我正在创建一个查询,其中我会计算申请人有多少奖励。到目前为止,我有这个:
SELECT
CASE WHEN Award1 IS NOT NULL THEN 1 ELSE 0 END +
CASE WHEN Award2 IS NOT NULL THEN 1 ELSE 0 END +
CASE WHEN Award3 IS NOT NULL THEN 1 ELSE 0 END +
CASE WHEN Award4 IS NOT NULL THEN 1 ELSE 0 END
as summedColumn
FROM resume, person
where E_Status = 'Applicant'
and person.ID_No like 'x' and resume.ID_No like 'x'
Table:Person Values
ID_No(Varchar, Primary) x
F_Name(Varchar) Fasa
L_Name(Varchar) Bel
M_Name(Varchar) Drake
Resume_ID(Varchar) res01
Table: Resume Value
Resume_ID(Varchar, Primary) res01
ID_No(Varchar) x
Award1(Varchar) Suma Cum Laude
Award2(Varchar) null
Award3(Varchar) null
Award4(Varchar) null
Past_Position1(Varchar) HR manager
Past_Position2(Varchar) null
Output of the query: 4
当我运行代码时,它返回值为4,但我的Award2,Award3和Award4都是null。
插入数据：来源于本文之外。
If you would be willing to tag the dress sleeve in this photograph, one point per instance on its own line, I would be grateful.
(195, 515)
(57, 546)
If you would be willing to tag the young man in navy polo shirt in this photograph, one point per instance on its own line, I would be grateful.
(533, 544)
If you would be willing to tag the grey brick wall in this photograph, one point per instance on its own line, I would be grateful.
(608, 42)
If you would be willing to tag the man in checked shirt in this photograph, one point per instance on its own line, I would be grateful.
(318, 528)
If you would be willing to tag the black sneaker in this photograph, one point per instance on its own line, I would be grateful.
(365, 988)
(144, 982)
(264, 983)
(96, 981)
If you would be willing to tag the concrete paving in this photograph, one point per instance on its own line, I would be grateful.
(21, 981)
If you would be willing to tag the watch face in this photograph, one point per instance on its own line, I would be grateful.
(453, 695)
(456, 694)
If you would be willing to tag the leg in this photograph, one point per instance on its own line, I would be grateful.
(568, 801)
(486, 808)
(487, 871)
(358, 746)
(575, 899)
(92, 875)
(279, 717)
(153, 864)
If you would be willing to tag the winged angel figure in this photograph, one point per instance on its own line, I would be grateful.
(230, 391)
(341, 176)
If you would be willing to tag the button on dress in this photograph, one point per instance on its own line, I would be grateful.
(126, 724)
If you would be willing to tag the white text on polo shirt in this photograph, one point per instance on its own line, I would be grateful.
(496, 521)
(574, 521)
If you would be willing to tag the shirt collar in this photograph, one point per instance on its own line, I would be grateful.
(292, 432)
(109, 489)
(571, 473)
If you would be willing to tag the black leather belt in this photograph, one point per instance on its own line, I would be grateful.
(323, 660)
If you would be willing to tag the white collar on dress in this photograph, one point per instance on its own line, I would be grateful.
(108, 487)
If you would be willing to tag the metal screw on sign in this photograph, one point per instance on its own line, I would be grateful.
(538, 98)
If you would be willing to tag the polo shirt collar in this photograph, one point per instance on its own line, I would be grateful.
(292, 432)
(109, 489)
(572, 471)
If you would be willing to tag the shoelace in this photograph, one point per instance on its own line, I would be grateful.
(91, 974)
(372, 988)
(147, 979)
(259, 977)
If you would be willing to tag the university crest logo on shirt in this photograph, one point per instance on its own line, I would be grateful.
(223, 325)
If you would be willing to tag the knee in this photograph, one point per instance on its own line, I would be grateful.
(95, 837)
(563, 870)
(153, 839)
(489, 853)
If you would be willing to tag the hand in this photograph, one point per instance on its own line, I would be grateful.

代码假设返回值为1.
以下是表格的外观:
答案 0 :(得分:2)
你没有加入你的两个表,所以它在Resume和Person表之间进行交叉连接。
找到将Person与Resume相关联的键,并将它们放在一起:
SELECT
CASE WHEN Award1 IS NOT NULL THEN 1 ELSE 0 END +
CASE WHEN Award2 IS NOT NULL THEN 1 ELSE 0 END +
CASE WHEN Award3 IS NOT NULL THEN 1 ELSE 0 END +
CASE WHEN Award4 IS NOT NULL THEN 1 ELSE 0 END
as summedColumn
FROM resume
INNER JOIN person
ON resume.Resume_ID = person.Resume_ID
where E_Status = 'Applicant'
and person.ID_No like 'x' and resume.ID_No like 'x'
答案 1 :(得分:0)
也许您想重新考虑数据库结构。 如何创建1:n结构?
表格结构人:ID, Name ...
表格结构奖励:PersonID, AwardRel
表格结构奖励:ID, AwardName, ...
使用这样的1:n结构,您的查询可以表示为:
SELECT COUNT(*) FROM `AwardRel` WHERE `PersonID` = 1;
此查询应返回任何人1获得的任意数量的奖励。